Les cris qui me parviennent me font sursauter, et le carnet m’échappe des mains, finissant dans la boue. Contrarié, je maugrée tout en me penchant pour le ramasser, et j’entreprends de le nettoyer. Sur le moment, je ne pense pas aux cris autour de moi, je suis hypnotisé par ces feuilles blanches qui baignent dans la boue, des mots écrits dessus, des mots aussi vides que mon cœur. Sans réfléchir, je le laisse à nouveau tomber et j’écrase le bout de ma chaussure sur le papier, l’enfonçant encore plus dans la boue épaisse.
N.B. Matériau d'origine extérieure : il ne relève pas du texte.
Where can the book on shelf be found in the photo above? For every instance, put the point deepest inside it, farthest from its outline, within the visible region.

— C’est les Boches ?! hurle une autre voix, plus forte que les autres.

— Non, ils canardent eux-aussi, mais ils nous visent pas, ils visent... Les autres !

Je reprends mes esprits, comme si ma joue venait de se prendre une claque de mon père. Autour de moi, c’est la cohue. On a réveillé les soldats au repos, on est allé chercher les lieutenants et les caporales.

Je ne comprends rien à ce qu’il est en train de se passer.

On me bouscule une première fois, alors que je range mon carnet en cuir dans la poche intérieure de ma veste. On me bouscule une deuxième fois, m’ordonnant de m’armer.

Je lève les yeux vers le ciel, l’eau ruisselant sur mon visage, sur ma peau, et sa fraîcheur me fait du bien. Je ferme les yeux alors que je perçois les balles siffler l’air. Mon cœur tambourine dans ma poitrine, j’aimerais que le temps s’arrête.

— Vous êtes en train de me dire que les Allemands, et nous, nous sommes en train de tirer sur le même ennemi ? s’exclame alors la voix du Caporal Keaton, et j’ouvre les yeux.

Je le reconnais, au milieu de plusieurs soldats, pendant que d’autres s’activent, posant la pointe de leurs fusils sur le haut de la barricade, dirigée vers le champ dévasté qui sépare nos tranchées de celles des Allemands.

Les coups de feu semblent s’étirer au compte-goutte à mes oreilles. Ils me retournent l’estomac, et je les imagine me percer un à un, déchirant ma chair à différent endroit. J’ai envie de vomir. Je n’ai jamais été aussi proche d’une bataille qu’à ce jour.

Autour de moi, les balles sifflent, les cris se font écho, j’entends la boue remuer, là-bas, dans le no man’s land.

Il semblerait que nous ayons un nouvel ennemi.